Today, almost half of the people in California prisons have already served at least 10 years of their sentence. According to data from the California Department of Corrections and Rehabilitation (CDCR), 57% of all individuals in prison are rated “low risk” to reoffend.  88% of individuals in prison over 50 years old are “low risk,” and 95% of individuals that have served 20 or more years are “low risk.”  

Why do we keep spending so much to keep people in cages that pose a low risk to the rest of us? 

Recognizing both the significant cost and diminishing returns of excessively long sentences, the California Legislature has taken steps to safely and equitably release those whose continued incarceration is no longer in the interest of justice through “second look” resentencing.  Through this process, the court considers factors, including an incarcerated person’s age, physical and mental health, and conduct while in prison, to determine whether they would pose a risk to public safety if they were released and whether their continued incarceration is in the interest of justice.  Crime victims are also involved in the process and have the opportunity to provide their input. 

While the possibility of “second look” resentencing has existed in California law for decades, a series of recent bills has substantially improved the process and broadened its reach.
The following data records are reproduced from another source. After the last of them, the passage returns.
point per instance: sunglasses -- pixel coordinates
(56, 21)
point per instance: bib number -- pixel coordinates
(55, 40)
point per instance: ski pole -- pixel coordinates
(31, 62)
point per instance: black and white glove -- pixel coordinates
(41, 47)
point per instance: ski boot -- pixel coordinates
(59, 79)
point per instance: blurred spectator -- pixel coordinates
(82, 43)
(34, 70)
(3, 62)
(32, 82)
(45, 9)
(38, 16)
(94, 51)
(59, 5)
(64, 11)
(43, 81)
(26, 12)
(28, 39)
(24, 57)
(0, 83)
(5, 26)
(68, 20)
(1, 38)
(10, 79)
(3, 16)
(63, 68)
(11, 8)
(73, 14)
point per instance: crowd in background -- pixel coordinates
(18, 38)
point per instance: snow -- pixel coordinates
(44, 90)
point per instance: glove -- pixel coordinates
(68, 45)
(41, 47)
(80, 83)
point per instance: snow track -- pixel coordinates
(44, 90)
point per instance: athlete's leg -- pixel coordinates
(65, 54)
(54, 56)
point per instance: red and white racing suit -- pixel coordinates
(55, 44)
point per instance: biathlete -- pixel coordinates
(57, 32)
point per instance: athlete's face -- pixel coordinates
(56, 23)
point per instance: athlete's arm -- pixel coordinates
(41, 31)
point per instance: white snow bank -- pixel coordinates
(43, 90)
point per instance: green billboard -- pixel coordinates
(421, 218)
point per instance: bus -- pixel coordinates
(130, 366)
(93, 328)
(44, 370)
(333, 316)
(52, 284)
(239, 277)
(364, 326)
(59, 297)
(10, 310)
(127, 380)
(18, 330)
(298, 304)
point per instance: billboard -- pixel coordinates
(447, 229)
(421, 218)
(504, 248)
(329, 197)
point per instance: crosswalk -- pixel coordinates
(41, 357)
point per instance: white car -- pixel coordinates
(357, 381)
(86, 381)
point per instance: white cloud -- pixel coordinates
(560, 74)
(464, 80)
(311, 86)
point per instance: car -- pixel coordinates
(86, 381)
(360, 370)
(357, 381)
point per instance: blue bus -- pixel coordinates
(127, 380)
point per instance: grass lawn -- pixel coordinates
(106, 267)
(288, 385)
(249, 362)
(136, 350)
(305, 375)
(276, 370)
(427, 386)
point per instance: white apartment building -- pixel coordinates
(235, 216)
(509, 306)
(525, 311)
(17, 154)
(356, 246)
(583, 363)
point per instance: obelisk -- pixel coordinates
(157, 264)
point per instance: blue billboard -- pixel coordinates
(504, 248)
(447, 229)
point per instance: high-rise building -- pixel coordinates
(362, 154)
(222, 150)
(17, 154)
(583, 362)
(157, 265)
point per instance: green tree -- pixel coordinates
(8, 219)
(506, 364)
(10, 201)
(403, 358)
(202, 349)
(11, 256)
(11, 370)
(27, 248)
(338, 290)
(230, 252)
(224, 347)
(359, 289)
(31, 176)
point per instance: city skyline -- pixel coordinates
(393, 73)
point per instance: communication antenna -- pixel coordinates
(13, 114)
New laws increase the number of authorities that can initiate resentencing to include the prosecuting attorney and provide additional funding to the California Department of Corrections and Rehabilitation (“CDCR”) to make resentencing referrals and recommendations. 

These changes in the law reflect the data demonstrating that criminal involvement diminishes dramatically after age 40 (even more so after age 50), that lengthy sentences do not deter crime, and that crime victims overwhelmingly favor reducing sentencing lengths for people in prison who are assessed as a low risk to public safety.
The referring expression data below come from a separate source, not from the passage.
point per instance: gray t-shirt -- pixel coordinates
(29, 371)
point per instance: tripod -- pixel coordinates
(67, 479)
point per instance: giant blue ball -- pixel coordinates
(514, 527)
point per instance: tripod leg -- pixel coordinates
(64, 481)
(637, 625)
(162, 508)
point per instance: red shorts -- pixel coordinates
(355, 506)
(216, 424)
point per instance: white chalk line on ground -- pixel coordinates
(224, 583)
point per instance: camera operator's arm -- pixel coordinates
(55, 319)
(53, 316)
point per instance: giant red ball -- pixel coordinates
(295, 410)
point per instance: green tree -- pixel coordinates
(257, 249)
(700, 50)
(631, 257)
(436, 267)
Coulson’s release is the product of “second look” resentencing.  He was recommended for release by CDCR based on his exceptional conduct while in custody and in recognition of the substantial portion of his sentence which he had already served.  A Los Angeles Superior Court Judge did not hesitate to act on CDCR’s recommendation, but a gap in the law means the court could not have acted on their own motion to remedy a punishment which, the judge said, “shocks the conscience and offends fundamental notions of human dignity.”  The Legislature is poised to fix that.

This year, Assemblymembers Phil Ting, D-San Francisco, and Isaac Bryan, D-Los Angeles, have authored AB 600 (Equity in Resentencing) which aims to enhance and improve the process for “second look” resentencing and ensure the resentencing statute is applied as the Legislature intended: to remedy the injustice of excessive sentences and safely release incarcerated Californians who pose a low risk to public safety.  For David Coulson and so many others, it’s a change that can’t come soon enough.  

As Assemblymember Ting told me, “While I have successfully championed resentencing efforts, I know there’s room for improvement. There are potentially many more Californians like Mr. Coulson, whose extremely long sentences are unjustly harsh and deserve a ‘second look.’ My bill makes technical and procedural changes to current law to achieve fairness and equity in the application of such reviews – goals worth aiming for.”

Cristine DeBerry is the founder and executive director of the Prosecutors Alliance of California.